Query Optimization and Execution | Microsoft SQL Server 2005: Changing the Paradigm (SQL Server 2005 Public Beta Edition)

Query processing, which involves parsing, compiling, optimizing, and execution, is one of the most critical functions of a relational database engine. SQL Server 2005 continues to build on the award-winning cost-based optimizer of SQL Server 2000, and it introduces several new features to improve the overall query performance. The following sections discuss the new enhancements made to SQL Server's query optimization and execution.

Statistics Management in SQL Server 2005

SQL Server automatically creates and updates statistics. The query optimizer uses these statistics during query execution to determine things such as whether using an index would speed up a query and to develop an optimal query execution plan. The statistics include information such as cardinality (number of unique values), density (uniqueness of values within a dataset), selectivity (number of rows that will be returned by a particular query criterion), and so on, for one or more columns. In SQL Server 2000, the statistics were saved in the statblob column in the sysindexes system table. In SQL Server 2005, these statistics are now saved in an internal system table, sys.sysobjvalues. Therefore, the statblob column in the sys.sysindexes backward-compatibility view is now always returned as NULL.

Note

You cannot access system internal tables in multiuser mode. You have to start SQL Server in single-user mode, make the Resource database (discussed later) the current database, and then use the three-part naming convention (for example, AdventureWorks.sys.sysobjvalues) to view the system table contents.

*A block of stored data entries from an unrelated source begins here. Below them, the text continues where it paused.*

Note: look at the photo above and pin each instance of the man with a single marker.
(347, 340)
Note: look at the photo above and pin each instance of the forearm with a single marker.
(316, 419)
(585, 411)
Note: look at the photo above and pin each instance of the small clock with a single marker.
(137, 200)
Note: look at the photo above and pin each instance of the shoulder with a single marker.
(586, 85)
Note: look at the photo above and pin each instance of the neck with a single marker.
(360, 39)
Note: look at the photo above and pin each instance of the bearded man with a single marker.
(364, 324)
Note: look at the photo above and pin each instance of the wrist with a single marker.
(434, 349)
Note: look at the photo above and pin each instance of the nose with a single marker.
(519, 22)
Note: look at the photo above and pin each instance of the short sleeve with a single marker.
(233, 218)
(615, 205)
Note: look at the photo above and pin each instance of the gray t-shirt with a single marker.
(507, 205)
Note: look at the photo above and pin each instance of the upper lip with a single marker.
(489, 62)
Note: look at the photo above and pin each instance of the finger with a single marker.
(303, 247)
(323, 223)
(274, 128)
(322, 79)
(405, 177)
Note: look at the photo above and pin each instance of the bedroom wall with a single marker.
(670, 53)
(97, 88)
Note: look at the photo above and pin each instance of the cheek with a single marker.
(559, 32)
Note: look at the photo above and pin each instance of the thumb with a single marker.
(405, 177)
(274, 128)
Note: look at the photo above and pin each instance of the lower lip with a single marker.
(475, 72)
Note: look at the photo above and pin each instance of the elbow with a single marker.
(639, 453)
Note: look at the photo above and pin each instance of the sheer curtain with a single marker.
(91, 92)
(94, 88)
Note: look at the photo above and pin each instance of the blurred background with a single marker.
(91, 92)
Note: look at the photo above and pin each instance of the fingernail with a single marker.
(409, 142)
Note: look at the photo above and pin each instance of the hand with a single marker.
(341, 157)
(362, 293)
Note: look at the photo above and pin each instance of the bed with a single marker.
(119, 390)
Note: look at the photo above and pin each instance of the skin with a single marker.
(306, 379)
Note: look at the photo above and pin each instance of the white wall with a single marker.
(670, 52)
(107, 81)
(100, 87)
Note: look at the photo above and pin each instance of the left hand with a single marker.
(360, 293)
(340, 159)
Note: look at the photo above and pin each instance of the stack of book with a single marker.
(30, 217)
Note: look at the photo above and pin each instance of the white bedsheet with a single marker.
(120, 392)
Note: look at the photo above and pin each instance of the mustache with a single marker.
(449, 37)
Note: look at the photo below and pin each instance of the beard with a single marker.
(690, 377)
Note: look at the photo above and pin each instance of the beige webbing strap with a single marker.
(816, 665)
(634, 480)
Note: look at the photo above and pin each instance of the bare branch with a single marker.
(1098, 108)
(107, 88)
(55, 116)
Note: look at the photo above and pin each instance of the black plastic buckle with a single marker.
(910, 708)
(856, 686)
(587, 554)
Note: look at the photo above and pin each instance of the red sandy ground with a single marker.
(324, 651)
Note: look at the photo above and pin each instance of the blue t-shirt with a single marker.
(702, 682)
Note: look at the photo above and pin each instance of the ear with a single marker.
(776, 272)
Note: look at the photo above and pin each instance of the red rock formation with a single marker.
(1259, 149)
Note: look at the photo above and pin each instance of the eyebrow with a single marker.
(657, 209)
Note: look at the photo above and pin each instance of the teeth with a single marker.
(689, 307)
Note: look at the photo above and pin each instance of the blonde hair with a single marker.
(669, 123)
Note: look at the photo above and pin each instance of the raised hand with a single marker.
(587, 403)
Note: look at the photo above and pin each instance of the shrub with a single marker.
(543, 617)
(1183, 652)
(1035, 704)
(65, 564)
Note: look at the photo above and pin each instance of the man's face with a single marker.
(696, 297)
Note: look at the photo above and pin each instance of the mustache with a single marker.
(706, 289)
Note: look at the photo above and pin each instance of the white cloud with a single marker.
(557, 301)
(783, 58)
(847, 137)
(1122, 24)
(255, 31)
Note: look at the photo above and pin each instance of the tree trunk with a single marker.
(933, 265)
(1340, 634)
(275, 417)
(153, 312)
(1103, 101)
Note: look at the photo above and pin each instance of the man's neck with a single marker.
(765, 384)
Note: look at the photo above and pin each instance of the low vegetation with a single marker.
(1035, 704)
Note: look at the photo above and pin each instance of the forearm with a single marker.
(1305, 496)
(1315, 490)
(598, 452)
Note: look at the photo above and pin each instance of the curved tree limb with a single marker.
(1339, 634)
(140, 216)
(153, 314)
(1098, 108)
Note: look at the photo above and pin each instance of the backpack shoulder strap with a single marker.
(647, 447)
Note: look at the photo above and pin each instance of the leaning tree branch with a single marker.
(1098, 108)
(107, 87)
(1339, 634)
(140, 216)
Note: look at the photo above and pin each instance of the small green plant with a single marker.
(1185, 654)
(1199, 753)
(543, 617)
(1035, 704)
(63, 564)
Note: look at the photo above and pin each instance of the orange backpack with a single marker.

Missing or out-of-date statistics can have a negative impact on the query optimizer's ability to choose the most efficient plan. Out-of-date or missing statistics are indicated as warnings (with the table name in red text) when the execution plan of a query is graphically displayed in SQL Server Management Studio.

SQL Server 2005 introduces several enhancements that improve the management of statistics and also help the query optimizer choose the most efficient query plan for a broader range of queries. Here are some of these enhancements:

Column-level change tracking In SQL Server 2000, statistics update was determined by the number of row changes. SQL Server 2005, on the other hand, tracks the data changes at the column level and avoids the automatic update of statistics on columns that have not changed enough to warrant a statistics update. This reduces the instances of automatic update statistics and hence may improve query performance.
The AUTO_UPDATE_STATISTICS_ASYNC database option In SQL Server 2000, if a query caused an automatic statistics update, the query was blocked until the statistics were refreshed. This sometimes caused query timeout errors and unpredictable query response times. For such scenarios, SQL Server 2005 provides a databasewide option called AUTO_UPDATE_STATISTICS_ASYNC that, when turned on, results in statistics being updated in the background, without blocking the query. The query that caused the statistics update proceeds with the old statistics, while SQL Server starts a new thread to update the statistics. This provides more predictable query response time for some workloads. The AUTO_UPDATE_STATISTICS_ASYNC database option is turned off by default. It is recommended that you perform enough analysis and testing before turning this option on to ensure that it does not adversely affect the query performance or any other part of the engine. You can use the is_auto_update_stats_async_on column in the sys.databases catalog view to determine whether the AUTO_UPDATE_STATISTICS_ASYNC database option is turned on or off.
Parallelism SQL Server 2005 supports creating full scan statistics in parallel for both partitioned and non-partitioned tables. This can potentially lead to much faster statistics creation times.
String statistics For character columns, SQL Server now gathers information about the frequency distribution of substrings. In other words, SQL Server 2005 gathers a new kind of statistics called "tries" that aid the optimizer in better estimating the selectivity of conditions that use the LIKE operator. In addition, SQL Server now allows columns of large object types such as text, ntext, image, nvarchar(max), varchar(max), and varbinary(max) to be specified as statistics columns.
Computed columns SQL Server 2000 only partially supported (and did not document) creating and updating statistics on computed columns. SQL Server 2005 now fully supports and documents computed column statistics.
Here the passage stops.